Il dialogo con Lonati, autrice del libro e De Bortoli, si inserisce all’interno di una iniziativa che ha come destinatari gli insegnanti, educatori e dirigenti scolastici.
“Prima di andare via. Prendersi cura della morte per educare alla vita”.
È questo il tema scelto per il quarto laico ritiro spirituale rivolto ad insegnanti, educatori e dirigenti scolastici che si terrà da sabato 14 a martedì 17 febbraio al Monastero di Cellole, nei pressi di San Gimignano, in Toscana. Ad accompagnare questo tempo di silenzio, condivisione e riflessione ci sarà Raffaele Mantegazza, professore di scienze pedagogiche al dipartimento di medicina e chirurgia dell’Università di Milano- Bicocca, autore di diversi libri e formatore.
L’idea è nata dai monaci e dal maestro giornalista Alex Corlazzoli che hanno già invitato a Cellole Damiano Tommasi, primo cittadino di Verona, che ha fondato e dirige a Pescantina, la “Don Milani bilingual school”; Eraldo Affinati, Maria Pia Veladiano e Marco Rossi Doria.
“Il nostro quarto ritiro si inserisce nel percorso che stiamo facendo con decine di insegnanti -spiegano gli organizzatori – con l’intento di fermarsi a pensare a cosa significhi oggi educare alla vita. L’abbiamo fatto nelle più diverse sfaccettature e questa volta, Mantegazza, ci ha proposto un tema che non può essere evitato da chi educa, da chi ogni giorno impiega parte del suo tempo con i bambini e i ragazzi. Chi non sa pensare e riflettere su ciò che lascerà di sé, difficilmente sa trovare una direzione al suo parlare e agire nel qui e ora”.
L’iniziativa vuole essere un’opportunità per stare insieme in modo nuovo a parlare e riflettere sul senso di fare scuola e di essere “in-segnanti”: il pedagogista Mantegazza, infatti, risiederà in monastero con gli ospiti condividendo anche i momenti informali. Un tempo per condividere tra educatori alcuni temi, ma anche per pensare nel silenzio, avvolti dalla bellezza del luogo.
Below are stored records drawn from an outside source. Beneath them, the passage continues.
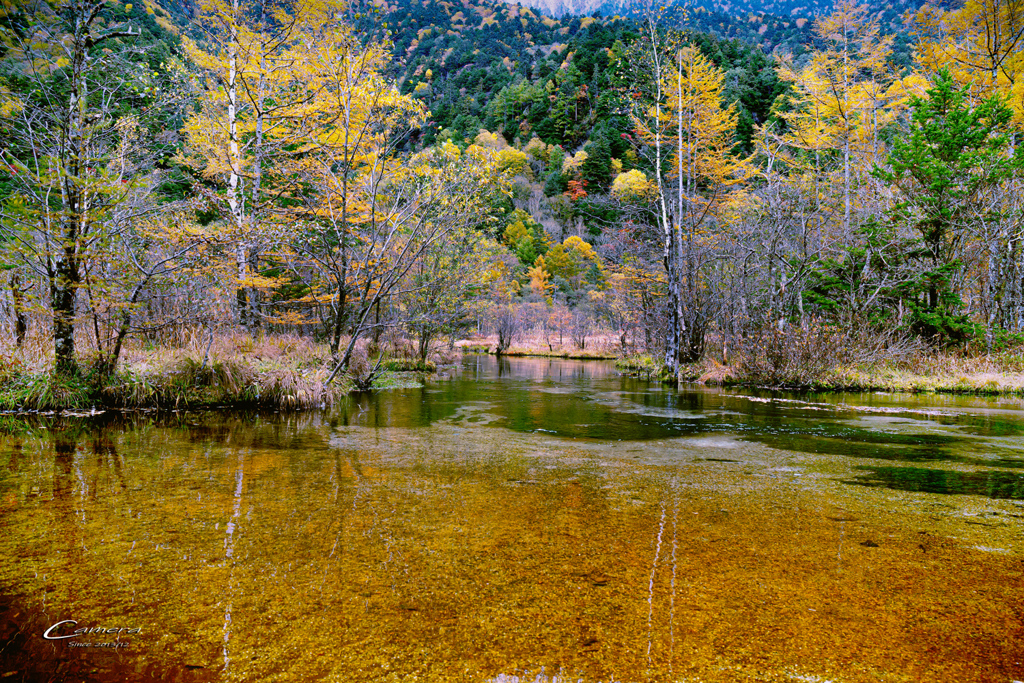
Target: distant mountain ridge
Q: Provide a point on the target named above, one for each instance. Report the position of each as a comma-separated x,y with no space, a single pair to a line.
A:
772,24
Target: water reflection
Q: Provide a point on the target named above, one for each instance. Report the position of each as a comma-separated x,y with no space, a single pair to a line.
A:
991,484
440,534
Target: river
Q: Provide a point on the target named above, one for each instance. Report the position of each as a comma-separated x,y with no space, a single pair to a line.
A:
520,520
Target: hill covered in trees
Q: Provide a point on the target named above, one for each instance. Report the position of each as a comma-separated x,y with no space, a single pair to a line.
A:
400,173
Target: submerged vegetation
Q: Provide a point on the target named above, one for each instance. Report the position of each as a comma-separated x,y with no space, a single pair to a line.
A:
187,223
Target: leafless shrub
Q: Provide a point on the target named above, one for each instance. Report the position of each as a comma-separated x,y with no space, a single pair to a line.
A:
801,355
508,324
581,327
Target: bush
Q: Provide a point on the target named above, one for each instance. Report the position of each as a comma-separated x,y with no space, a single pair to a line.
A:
794,355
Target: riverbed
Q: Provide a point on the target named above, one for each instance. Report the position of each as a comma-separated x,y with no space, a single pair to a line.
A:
522,519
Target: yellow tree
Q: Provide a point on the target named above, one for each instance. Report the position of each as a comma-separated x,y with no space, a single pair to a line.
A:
980,43
691,123
260,74
845,95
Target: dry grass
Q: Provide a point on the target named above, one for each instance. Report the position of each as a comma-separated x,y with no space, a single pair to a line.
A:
274,372
598,347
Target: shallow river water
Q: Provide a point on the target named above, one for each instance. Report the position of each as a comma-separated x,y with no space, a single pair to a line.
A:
522,520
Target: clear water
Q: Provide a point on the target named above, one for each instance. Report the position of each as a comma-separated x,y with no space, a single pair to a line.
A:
522,518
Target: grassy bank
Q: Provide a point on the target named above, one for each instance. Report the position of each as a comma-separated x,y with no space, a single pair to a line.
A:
995,375
598,348
237,371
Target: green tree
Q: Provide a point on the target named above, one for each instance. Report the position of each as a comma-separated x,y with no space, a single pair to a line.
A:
946,168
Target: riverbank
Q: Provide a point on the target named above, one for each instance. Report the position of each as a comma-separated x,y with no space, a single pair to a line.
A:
995,375
238,371
287,372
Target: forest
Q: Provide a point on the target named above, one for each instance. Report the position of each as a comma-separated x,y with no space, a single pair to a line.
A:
274,202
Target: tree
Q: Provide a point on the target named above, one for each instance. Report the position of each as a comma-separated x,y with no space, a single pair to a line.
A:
74,157
262,72
688,127
954,157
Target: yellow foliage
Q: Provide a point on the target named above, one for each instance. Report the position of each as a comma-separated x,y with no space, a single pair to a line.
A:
633,185
513,162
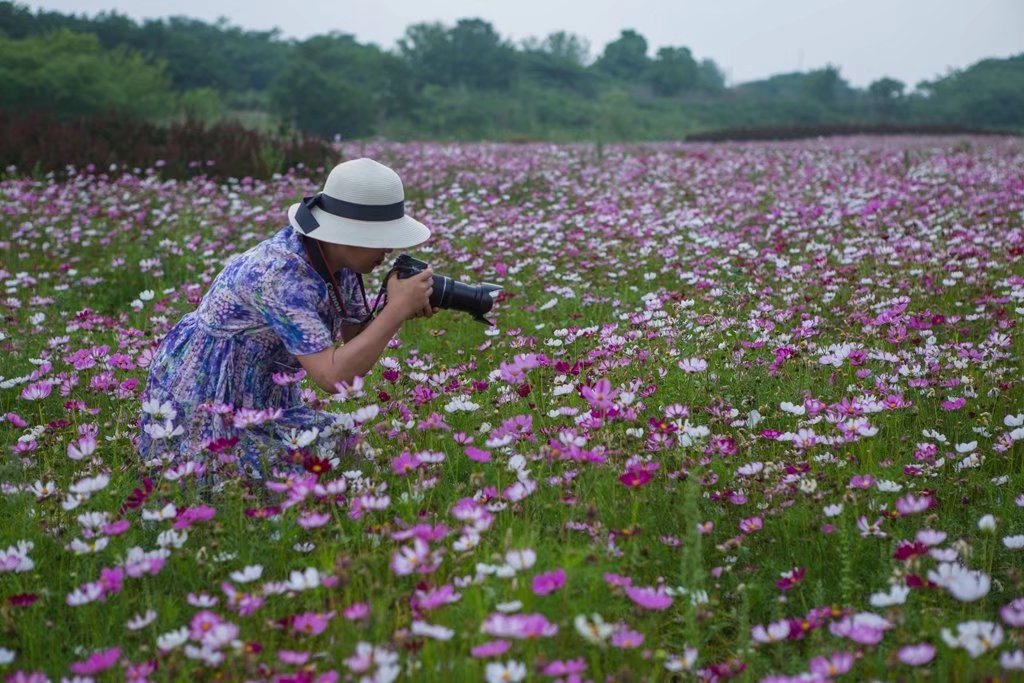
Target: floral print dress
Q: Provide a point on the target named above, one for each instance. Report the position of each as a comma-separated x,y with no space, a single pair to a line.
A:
231,356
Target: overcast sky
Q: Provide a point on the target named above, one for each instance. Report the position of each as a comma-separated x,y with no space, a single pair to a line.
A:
911,40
I monaci e Corlazzoli, per questa occasione, hanno voluto offrire ai partecipanti anche due momenti di “svago”: un concerto del coro polifonico di San Gimignano e una visita alla cantina “Cesani”.
Il ritiro inizierà venerdì 13 febbraio con l’arrivo dei partecipanti in monastero. Sabato 14 fratel Valerio Lanzarini presenterà la vita monastica e nel pomeriggio Corlazzoli e fratel Emiliano Biadene daranno avvio al percorso formativo prima della serata musicale nella pieve romanica di Cellole organizzata da fratel Dario Romano. Domenica 15 si terranno due incontri con Mantegazza e alle 18, nella pieve, De Bortoli e Lonati presenteranno il libro “L’ultima cosa bella. Dignità e libertà alla fine della vita”. Lunedì 16 l’ultimo incontro in mattinata con il professore della Bicocca e nel pomeriggio la visita alla cantina.